Model Profiling Configuration

RIME performs some profiling of the model in order to inform which tests to run.
This can take some time, depending on the size of the dataset, so we provide some options to control this.
By default, RIME will attempt to infer an optimal value for all of these options, so only use these parameters if you think RIME is not selecting appropriate values.

Template

This configuration should be specified within the AI Stress Testing Configuration JSON file, under the model_profiling_info parameter.

{
  ...,
  "model_profiling_info": {
    "nrows_for_summary": null,
    "nrows_for_feature_importance": null,
    "feature_importance_config": {
       "path": "path/to/feature/importance.csv",
       "feature_imp_column": "featureImportance",
       "feature_name_column": "featureName"
    },
    "impact_metric": null,
    "drift_impact_metric": null,
    "metric_configs": {...}
  }
}

Arguments

nrows_for_summary: int or null, default = null

The number of rows to use for calculating summary metrics of model.
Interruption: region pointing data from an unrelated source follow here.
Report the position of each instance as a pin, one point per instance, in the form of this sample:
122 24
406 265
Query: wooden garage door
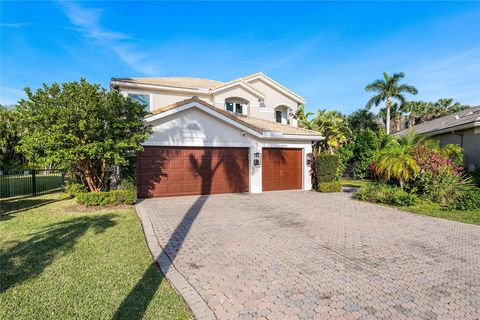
282 169
175 171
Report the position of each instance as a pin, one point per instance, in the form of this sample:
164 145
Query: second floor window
142 99
234 107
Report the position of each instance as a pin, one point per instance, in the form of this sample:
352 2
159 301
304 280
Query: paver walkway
294 254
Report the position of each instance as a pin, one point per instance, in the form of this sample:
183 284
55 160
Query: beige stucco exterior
262 96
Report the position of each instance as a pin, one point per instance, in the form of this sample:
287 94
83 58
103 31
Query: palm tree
414 109
388 89
334 128
302 118
395 160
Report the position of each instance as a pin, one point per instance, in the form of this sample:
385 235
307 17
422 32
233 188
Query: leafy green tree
9 138
82 126
396 160
388 89
334 128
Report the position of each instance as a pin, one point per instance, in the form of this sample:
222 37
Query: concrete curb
197 305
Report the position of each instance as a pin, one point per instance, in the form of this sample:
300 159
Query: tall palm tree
415 109
395 160
387 89
334 128
302 118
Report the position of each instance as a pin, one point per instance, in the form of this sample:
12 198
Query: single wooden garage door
282 169
177 171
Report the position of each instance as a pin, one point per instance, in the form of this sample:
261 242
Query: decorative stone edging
197 305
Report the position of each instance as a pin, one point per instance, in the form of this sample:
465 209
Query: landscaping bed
62 260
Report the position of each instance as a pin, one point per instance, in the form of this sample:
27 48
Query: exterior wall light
257 159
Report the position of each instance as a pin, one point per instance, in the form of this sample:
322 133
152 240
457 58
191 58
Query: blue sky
325 51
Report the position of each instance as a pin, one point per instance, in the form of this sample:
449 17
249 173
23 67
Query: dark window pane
238 108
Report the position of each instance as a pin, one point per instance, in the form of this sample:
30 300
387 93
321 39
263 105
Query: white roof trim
264 135
276 86
241 84
157 87
207 110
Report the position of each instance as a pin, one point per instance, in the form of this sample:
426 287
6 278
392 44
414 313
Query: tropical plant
363 119
387 89
83 127
302 118
334 128
396 161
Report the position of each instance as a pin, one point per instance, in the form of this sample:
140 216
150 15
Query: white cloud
87 23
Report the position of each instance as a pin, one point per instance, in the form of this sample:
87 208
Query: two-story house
219 137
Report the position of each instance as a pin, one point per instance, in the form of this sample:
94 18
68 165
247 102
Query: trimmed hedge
114 197
326 166
334 186
382 193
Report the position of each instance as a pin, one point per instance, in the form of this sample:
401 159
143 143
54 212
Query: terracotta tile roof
199 83
259 125
175 82
464 117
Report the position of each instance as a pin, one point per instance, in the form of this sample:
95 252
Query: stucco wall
193 127
160 98
471 144
273 99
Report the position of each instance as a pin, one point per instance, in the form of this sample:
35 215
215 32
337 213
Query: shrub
386 194
468 200
75 188
326 166
334 186
114 197
443 187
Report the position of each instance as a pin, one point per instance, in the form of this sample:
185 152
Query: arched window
237 105
282 114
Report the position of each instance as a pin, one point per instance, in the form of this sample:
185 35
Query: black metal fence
30 182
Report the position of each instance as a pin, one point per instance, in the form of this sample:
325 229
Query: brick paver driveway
289 255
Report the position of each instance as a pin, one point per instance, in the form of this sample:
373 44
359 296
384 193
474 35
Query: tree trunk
387 124
397 122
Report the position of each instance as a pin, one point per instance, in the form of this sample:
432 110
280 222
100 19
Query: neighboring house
214 137
461 128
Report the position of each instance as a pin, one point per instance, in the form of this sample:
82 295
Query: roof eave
157 87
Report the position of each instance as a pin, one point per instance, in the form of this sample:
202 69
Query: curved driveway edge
197 305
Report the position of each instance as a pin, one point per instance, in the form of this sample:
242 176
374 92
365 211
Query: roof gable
274 84
257 127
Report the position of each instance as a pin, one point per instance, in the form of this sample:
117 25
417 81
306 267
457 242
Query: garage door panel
191 171
282 169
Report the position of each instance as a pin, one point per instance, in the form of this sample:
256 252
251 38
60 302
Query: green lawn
425 207
62 261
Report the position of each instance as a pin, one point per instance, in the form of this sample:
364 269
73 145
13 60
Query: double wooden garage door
175 171
282 169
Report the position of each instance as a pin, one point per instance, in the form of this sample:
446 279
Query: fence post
34 185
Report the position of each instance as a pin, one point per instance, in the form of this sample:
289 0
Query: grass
61 261
435 210
426 208
352 183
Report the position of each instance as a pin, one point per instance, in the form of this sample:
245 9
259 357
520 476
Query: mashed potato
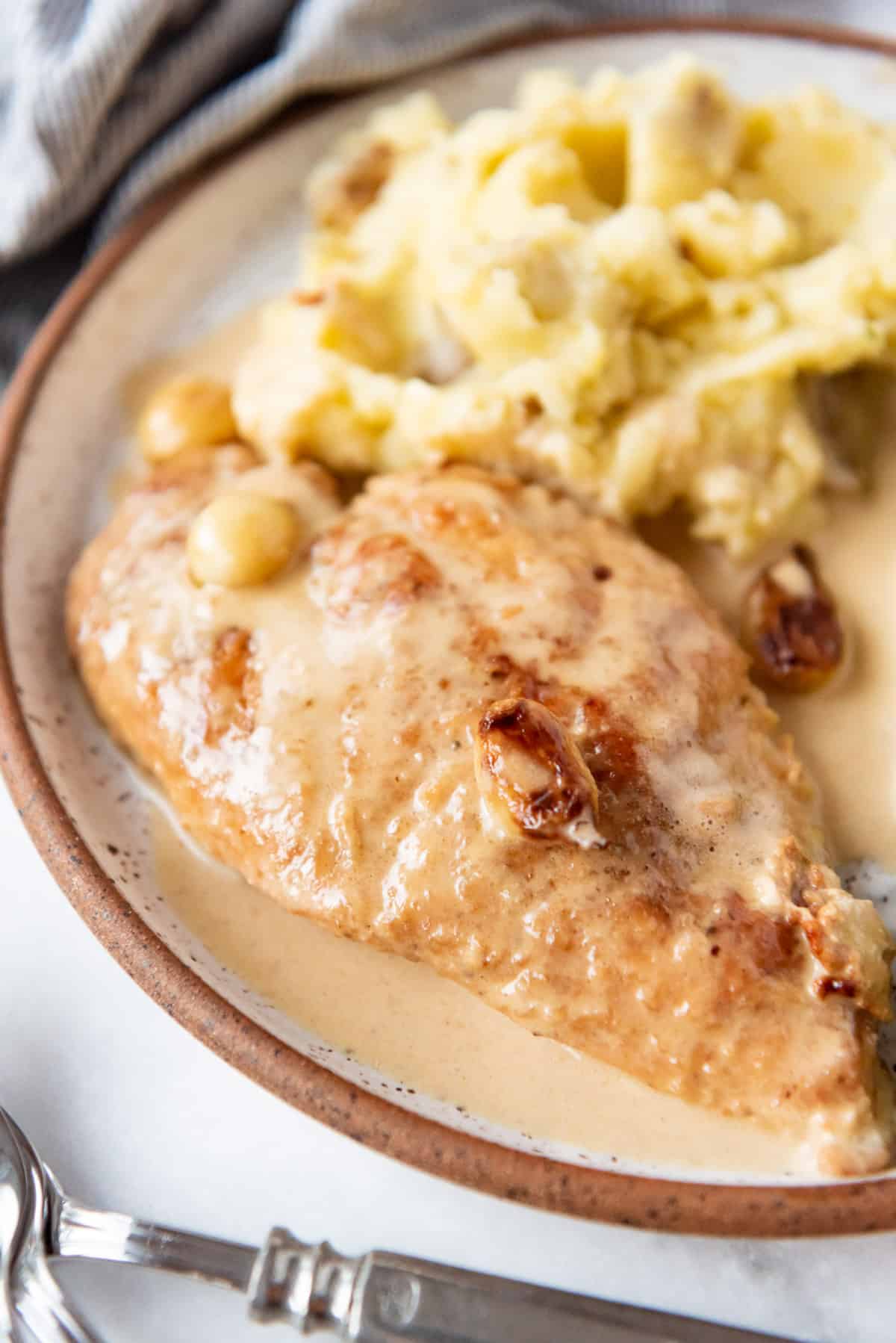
617 286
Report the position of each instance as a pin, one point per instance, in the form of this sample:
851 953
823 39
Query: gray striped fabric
105 101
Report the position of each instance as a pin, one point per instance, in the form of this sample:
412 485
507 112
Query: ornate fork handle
376 1297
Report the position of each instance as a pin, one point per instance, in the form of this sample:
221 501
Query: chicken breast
476 727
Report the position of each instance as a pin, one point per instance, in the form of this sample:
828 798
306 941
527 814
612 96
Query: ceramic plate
187 265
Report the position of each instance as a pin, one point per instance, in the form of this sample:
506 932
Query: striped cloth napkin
102 102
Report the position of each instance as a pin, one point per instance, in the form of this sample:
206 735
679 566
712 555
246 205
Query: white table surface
134 1114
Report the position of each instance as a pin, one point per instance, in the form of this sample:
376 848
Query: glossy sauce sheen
430 1035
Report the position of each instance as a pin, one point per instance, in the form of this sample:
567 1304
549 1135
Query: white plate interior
231 244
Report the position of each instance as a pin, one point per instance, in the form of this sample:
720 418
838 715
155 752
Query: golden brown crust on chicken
479 728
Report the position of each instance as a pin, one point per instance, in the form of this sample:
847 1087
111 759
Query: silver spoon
376 1297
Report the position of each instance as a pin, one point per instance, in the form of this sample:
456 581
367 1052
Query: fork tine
42 1309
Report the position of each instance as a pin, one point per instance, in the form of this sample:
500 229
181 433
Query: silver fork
376 1297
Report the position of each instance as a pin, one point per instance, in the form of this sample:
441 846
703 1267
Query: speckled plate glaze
190 262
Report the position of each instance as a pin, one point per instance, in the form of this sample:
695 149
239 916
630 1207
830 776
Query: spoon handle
376 1297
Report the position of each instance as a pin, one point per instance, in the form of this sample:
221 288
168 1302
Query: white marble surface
134 1114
You may want to specify a smaller amount if making calls to your model takes a while.
nrows_for_feature_importance: int or null, default = null

The number of rows to use when calculating feature importance of the model. You may want to specify a smaller amount if making calls to your model takes a while. If a feature importance config is provided, this will be ignored.
feature_importance_config: mapping or null, default = null

If you want to provide information about feature importance, you should specify that here. The value of this key should be another dictionary with the following key value pairs:
- path: str
  
  Path to csv or parquet file containing feature importance information, should be relative to mount_dirs/data subdirectory.
- feature_imp_column: str
  
  Name of the column in this csv that corresponds to feature importance values.
- feature_name_column: str
  
  Name of the column in this csv that corresponds to the feature name.
impact_metric: MetricName or null, default = null

The metric to use when computing model impact for abnormal input and transformation tests.
drift_impact_metric: MetricName or null, default = null

The metric to use when computing model impact for drift tests.
impact_label_threshold: int, default = 0.8

When the fraction of labeled rows in the evaluation data falls below this threshold, Average Prediction is used for impact_metric and drift_impact_metric.
metric_configs: mapping or null, default = null

The parameters to configure each metric used during testing. For instance, to configure NDCG to accumulate only to a specific rank k=50, specify {"normalized_discounted_cumulative_gain": {"k": 50}}.